GEAR: Granularity-Adaptive Advantage Reweighting for LLM Agents via Self-Distillation

Sijia Li; Yuchen Huang; Zifan Liu; Yanping Li; Jingjing Fu; Li Zhao; Jiang Bian; Ling Zhang; Jun Zhang; Rui Wang

GEAR: Granularity-Adaptive Advantage Reweighting for LLM Agents via Self-Distillation

Sijia Li ,
Yuchen Huang ,
Zifan Liu ,
Yanping Li ,
Jingjing Fu ,
Li Zhao ,
Jiang Bian ,
Ling Zhang ,
Jun Zhang ,
Rui Wang

May 2026

arXiv

Download BibTex

Reinforcement learning has become a widely used post-training approach for LLM agents, where training commonly relies on outcome-level rewards that provide only coarse supervision.

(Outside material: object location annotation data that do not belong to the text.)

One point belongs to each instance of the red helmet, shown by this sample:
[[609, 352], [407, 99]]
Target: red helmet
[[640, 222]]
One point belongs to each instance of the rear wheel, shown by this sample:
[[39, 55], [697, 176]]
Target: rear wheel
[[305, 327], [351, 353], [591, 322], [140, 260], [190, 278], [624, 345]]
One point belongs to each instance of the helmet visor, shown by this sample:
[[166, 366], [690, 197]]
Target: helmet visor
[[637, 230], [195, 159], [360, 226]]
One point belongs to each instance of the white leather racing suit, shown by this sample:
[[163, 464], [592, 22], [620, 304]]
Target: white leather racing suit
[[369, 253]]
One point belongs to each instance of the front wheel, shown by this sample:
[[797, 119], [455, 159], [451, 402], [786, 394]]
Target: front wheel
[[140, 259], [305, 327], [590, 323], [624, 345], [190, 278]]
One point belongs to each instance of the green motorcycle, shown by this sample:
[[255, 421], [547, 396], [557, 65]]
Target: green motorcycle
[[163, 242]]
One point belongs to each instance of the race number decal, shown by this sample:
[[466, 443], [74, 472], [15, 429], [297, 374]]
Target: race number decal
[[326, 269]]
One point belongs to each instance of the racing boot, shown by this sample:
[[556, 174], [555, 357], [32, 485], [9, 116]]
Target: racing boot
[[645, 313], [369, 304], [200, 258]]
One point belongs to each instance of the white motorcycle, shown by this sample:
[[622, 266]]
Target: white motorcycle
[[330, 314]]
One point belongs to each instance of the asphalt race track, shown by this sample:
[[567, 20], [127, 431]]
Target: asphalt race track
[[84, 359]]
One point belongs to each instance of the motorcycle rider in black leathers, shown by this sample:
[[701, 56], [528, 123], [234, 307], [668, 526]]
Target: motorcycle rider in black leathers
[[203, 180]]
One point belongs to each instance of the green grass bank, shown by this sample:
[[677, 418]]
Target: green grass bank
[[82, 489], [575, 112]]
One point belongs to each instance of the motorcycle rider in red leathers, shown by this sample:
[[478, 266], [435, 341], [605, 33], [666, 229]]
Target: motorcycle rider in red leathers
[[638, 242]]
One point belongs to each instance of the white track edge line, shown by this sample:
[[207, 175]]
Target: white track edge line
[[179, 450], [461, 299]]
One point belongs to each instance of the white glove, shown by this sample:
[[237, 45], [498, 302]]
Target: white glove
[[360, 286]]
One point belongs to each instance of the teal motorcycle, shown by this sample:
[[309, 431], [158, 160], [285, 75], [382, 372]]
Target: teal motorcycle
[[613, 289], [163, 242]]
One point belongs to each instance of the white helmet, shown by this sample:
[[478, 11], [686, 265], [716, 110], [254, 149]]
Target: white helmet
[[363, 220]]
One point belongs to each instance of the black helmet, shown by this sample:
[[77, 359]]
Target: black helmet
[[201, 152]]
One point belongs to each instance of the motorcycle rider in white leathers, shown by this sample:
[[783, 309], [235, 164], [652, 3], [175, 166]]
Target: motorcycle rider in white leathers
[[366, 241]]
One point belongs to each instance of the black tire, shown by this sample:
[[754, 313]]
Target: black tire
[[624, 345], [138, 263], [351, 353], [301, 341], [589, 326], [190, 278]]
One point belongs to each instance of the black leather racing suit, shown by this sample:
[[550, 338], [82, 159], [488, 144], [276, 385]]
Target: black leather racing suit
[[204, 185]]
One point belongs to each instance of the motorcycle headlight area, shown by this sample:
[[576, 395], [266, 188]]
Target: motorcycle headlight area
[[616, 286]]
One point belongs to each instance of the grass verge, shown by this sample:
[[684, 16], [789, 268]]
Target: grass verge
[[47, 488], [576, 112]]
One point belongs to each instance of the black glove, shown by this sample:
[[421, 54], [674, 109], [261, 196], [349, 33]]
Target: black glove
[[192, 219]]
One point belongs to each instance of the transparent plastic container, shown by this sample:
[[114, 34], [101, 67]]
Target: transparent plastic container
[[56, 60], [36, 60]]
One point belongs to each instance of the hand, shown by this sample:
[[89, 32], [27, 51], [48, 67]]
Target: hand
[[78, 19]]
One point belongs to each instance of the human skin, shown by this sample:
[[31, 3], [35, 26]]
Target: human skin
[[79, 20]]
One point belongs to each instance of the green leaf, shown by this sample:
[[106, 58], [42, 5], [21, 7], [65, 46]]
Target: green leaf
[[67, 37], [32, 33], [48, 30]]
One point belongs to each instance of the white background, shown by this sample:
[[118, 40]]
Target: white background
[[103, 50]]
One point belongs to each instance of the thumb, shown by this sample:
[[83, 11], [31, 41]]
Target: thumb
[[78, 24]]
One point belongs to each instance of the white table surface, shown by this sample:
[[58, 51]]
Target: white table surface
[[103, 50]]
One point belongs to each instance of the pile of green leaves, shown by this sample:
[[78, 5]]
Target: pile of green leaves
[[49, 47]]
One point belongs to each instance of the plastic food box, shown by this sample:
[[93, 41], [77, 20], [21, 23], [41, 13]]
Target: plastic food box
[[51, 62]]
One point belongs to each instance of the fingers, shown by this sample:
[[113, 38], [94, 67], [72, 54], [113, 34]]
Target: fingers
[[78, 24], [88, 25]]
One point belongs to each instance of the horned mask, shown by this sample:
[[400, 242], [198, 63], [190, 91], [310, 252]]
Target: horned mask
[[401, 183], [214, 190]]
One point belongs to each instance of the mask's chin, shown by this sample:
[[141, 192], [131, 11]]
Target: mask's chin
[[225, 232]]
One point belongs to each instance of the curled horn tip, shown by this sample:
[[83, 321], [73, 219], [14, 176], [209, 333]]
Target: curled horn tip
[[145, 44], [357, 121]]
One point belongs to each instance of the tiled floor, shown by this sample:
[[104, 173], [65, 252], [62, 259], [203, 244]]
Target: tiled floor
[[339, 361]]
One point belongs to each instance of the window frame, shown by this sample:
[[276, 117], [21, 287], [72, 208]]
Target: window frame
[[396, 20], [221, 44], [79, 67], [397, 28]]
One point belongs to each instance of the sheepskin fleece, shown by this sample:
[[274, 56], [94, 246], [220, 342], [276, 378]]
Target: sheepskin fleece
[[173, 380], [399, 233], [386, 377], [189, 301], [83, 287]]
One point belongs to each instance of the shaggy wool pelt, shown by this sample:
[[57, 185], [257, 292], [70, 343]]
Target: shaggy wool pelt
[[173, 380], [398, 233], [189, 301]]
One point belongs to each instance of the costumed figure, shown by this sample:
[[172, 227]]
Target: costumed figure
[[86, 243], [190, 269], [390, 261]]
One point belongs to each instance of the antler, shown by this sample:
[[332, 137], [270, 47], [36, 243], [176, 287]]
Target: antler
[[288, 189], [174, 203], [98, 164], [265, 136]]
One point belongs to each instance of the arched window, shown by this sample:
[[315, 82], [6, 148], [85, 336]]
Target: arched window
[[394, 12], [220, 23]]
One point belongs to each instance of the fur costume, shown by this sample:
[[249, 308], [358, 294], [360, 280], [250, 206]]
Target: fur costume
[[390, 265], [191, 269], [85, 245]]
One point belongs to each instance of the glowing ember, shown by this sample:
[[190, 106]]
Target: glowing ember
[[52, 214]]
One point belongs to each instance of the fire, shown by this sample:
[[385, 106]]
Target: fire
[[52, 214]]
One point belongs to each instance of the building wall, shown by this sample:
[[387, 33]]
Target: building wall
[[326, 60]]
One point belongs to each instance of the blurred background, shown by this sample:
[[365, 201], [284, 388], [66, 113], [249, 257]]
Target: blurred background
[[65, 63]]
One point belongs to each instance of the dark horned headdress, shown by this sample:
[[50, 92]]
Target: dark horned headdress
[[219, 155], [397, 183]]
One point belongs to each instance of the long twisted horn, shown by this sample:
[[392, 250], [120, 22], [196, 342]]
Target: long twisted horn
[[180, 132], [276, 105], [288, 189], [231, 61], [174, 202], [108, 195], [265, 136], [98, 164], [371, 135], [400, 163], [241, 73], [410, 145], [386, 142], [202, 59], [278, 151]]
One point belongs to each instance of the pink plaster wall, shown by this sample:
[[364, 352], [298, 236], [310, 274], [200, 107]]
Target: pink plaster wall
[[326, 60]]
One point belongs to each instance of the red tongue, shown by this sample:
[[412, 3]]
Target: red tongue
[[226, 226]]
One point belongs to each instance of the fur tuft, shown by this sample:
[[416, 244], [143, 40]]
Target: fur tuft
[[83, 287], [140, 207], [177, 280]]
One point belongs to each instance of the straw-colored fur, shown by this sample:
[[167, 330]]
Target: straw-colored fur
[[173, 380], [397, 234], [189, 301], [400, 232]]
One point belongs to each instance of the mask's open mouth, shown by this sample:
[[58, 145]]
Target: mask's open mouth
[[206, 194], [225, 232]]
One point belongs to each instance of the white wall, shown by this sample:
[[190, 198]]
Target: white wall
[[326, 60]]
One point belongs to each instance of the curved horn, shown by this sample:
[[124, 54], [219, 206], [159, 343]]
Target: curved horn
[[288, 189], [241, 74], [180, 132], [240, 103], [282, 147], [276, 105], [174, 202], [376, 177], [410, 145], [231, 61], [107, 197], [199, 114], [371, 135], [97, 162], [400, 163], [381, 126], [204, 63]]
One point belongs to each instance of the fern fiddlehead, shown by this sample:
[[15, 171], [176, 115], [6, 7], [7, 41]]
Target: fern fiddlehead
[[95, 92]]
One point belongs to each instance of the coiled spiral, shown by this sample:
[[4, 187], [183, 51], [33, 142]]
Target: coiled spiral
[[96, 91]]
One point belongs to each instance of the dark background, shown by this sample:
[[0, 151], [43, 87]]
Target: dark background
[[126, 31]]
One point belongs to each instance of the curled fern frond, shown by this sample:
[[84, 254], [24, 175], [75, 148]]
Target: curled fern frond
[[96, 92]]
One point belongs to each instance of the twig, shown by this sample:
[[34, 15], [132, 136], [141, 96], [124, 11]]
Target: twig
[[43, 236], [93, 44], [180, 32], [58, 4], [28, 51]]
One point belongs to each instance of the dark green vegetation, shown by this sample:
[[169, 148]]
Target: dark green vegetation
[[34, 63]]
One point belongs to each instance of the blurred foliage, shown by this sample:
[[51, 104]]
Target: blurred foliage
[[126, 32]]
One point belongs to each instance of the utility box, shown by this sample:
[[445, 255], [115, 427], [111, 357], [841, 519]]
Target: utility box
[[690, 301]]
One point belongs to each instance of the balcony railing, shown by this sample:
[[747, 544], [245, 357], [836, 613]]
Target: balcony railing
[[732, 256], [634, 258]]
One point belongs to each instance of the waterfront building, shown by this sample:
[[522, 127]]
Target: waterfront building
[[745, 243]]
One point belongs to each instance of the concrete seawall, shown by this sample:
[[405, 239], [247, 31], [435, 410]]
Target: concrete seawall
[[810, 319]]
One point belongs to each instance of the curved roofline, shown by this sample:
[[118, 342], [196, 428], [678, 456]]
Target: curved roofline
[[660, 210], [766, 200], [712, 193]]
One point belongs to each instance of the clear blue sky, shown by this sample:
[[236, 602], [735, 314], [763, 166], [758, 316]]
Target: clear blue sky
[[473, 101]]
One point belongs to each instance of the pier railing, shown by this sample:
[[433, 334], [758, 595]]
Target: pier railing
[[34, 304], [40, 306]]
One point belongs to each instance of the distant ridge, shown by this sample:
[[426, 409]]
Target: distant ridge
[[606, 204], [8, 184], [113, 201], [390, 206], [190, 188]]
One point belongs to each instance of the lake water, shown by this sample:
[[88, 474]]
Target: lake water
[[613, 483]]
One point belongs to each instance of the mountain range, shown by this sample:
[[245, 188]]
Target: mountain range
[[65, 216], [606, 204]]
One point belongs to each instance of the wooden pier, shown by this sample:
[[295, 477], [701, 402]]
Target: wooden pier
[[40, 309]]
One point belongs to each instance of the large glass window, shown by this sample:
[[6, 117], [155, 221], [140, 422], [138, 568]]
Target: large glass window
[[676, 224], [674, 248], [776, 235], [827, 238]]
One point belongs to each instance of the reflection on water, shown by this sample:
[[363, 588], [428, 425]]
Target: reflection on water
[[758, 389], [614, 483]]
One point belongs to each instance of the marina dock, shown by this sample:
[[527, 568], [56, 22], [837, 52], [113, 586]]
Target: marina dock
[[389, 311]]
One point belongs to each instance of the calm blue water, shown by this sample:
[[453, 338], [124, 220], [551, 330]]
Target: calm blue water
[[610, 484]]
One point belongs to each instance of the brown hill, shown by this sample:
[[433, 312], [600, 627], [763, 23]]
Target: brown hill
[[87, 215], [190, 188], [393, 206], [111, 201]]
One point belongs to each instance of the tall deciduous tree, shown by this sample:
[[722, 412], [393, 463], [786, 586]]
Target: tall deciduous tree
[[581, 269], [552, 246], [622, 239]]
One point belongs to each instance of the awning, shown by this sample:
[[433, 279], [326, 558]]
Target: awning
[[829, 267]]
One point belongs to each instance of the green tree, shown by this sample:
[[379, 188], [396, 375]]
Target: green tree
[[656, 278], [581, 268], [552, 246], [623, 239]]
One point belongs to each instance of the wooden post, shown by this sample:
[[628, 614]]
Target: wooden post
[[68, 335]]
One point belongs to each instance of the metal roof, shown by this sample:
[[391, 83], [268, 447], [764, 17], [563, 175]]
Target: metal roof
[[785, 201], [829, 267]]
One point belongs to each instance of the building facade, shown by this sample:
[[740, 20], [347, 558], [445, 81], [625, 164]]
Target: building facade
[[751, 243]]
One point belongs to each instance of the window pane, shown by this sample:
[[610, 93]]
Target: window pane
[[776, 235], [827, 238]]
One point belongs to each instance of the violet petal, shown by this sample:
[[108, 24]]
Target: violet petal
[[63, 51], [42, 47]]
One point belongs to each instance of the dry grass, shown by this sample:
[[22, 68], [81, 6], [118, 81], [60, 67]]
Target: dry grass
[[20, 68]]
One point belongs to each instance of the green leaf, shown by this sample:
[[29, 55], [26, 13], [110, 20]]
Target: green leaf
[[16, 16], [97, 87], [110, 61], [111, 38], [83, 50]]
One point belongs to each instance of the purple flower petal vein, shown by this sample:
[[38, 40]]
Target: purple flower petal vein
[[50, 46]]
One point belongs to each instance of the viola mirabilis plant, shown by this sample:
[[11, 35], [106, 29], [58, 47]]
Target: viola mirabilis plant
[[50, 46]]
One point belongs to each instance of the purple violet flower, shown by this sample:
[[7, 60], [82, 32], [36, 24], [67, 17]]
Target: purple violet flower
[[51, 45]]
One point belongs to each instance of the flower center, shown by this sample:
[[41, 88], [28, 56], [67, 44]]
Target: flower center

While finer-grained credit assignment is promising for effective policy updates, obtaining reliable local credit and assigning it to the right parts of the long-horizon trajectory remains an open challenge. In this paper, we propose Granularity-adaptivE Advantage Reweighting (GEAR), an adaptive-granularity credit assignment framework that reshapes the trajectory-level GRPO advantage using token- and segment-level signals derived from self-distillation. GEAR compares an on-policy student with a ground-truth-conditioned teacher to obtain a reference-guided divergence signal for identifying adaptive segment boundaries and modulating local advantage weights. This divergence often spikes at the onset of a semantic deviation, while later tokens in the same autoregressive continuation may return to low divergence. GEAR therefore treats such spikes as anchors for adaptive credit regions: where the student remains aligned with the teacher, token-level resolution is preserved; where it departs, GEAR groups the corresponding continuation into an adaptive segment and uses the divergence at the departure point to modulate the segment’s advantage. Experiments across eight mathematical reasoning and agentic tool-use benchmarks with Qwen3 4B and 8B models show that GEAR consistently outperforms standard GRPO, self-distillation-only baselines, and token- or turn-level credit-assignment methods. The gains are especially strong on benchmarks with lower GRPO baseline accuracy, reaching up to around 20% over GRPO, suggesting that the proposed adaptive reweighting scheme is especially useful in more challenging long-horizon settings.